Рассказ автобиографичен. В нем отражены впечатления и переживания автора, прежде всего относящиеся к его первому приезду в Петербург, но, по заключению исследователей его творчества, и некоторые факты и наблюдения, сделанные автором в более поздние посещения им и Невского проспекта, и петербургских гостиниц. Сам автор время написания рассказа предположительно относит к 1904 году, а то, что рассказ не сразу попал к читателям, объясняет так: "Какой интерес и какой смысл имело для буржуазных редакторов самих себя высечь моим рассказом о том, как преступно равнодушен был режим к дореволюционному писателю, как держали его в вечном страхе за завтрашний день. Никто не хотел печатать. Рассказ долго лежал у меня в архиве".
4
Я вас приглашаю (иск. франц. Je vous engage).
5
Высший свет (иск. франц. beau monde).
6
Впервые - газ. "Речь", 1913, 17 сентября - "Дьявол", "Наваждение", "Украинцы" (под заглавием "Про белого бычка"): 22 сентября - "Золотая полоска"; 1 октября - "Раб"; "Ночлег" - Собр. соч., т. V, "Книгоиздательство писателей в Москве", 1913.
В основу произведения легли впечатления писателя от путешествия по Кавказу на мотоцикле. 24 июля А. С. Серафимович выехал из Новороссийска в сторону Геленджика и, сделав по побережью Черного моря более тысячи километров (Геленджик, Туапсе, Сочи, Гагра, Гудауты, Красная Поляна, Абхазия), 18 августа вернулся в Новороссийск.
7
Первая публикация не установлена. Вошло в Собр. соч., т. V, "Книгоиздательство писателей в Москве", 1913.
8
Впервые, под заглавием "В мышином царстве" - журн. "Русское богатство", 1913, кн. 4, апрель.
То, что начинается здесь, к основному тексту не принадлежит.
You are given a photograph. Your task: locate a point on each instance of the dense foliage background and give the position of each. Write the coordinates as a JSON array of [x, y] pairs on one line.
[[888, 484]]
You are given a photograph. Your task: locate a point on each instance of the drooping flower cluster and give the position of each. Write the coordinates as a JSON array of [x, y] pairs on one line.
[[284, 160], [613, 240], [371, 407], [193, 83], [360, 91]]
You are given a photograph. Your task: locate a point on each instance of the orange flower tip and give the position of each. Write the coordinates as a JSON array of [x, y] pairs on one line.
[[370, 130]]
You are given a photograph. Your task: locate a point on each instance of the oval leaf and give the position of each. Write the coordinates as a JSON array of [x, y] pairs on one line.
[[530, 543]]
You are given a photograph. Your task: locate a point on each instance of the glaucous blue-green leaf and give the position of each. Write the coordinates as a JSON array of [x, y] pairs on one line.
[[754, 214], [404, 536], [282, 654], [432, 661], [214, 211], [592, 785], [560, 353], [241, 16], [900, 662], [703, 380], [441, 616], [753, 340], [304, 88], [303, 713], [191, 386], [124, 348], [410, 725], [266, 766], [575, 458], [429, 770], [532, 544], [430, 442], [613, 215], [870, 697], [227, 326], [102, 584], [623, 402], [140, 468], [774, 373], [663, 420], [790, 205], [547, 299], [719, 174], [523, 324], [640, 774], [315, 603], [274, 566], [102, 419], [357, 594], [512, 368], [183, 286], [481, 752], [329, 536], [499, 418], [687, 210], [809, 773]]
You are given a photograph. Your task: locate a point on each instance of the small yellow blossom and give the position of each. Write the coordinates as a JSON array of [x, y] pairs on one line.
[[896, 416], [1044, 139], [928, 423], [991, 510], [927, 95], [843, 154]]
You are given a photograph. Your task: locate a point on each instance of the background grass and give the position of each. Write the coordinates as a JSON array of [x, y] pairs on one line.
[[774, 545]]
"Типы - сборные. Кое-что написано по рассказам, кое-что сам наблюдал, - говорил писатель об этом произведении. - До Октября в городах жило много людей с неопределенной профессией, вроде моего "фабриканта мышей". Большею частью - это были бедняки, боровшиеся всю жизнь с нуждой. Жили они в подвалах, в темных и сырых углах. У них был узкий мещанский кругозор: перед богатыми и сильными они готовы были ползать на коленях. Жили они в тусклом, как их подвал, мире мелких дрязг и сплетен, полные суеверий, измученные заботами о хлебе насущном. Это была мышиная возня, подлинное мышиное царство… После революции такие элементы постепенно исчезли. Лучшие из них, не испорченные окончательно старым режимом, перестроились и взялись за честную и нужную работу. Часть же пришлось принудительно приучить к труду и полезной деятельности" (А. С. Серафимович. Собр. соч., т. VI, М., ГИХЛ, 1948, стр. 432–434).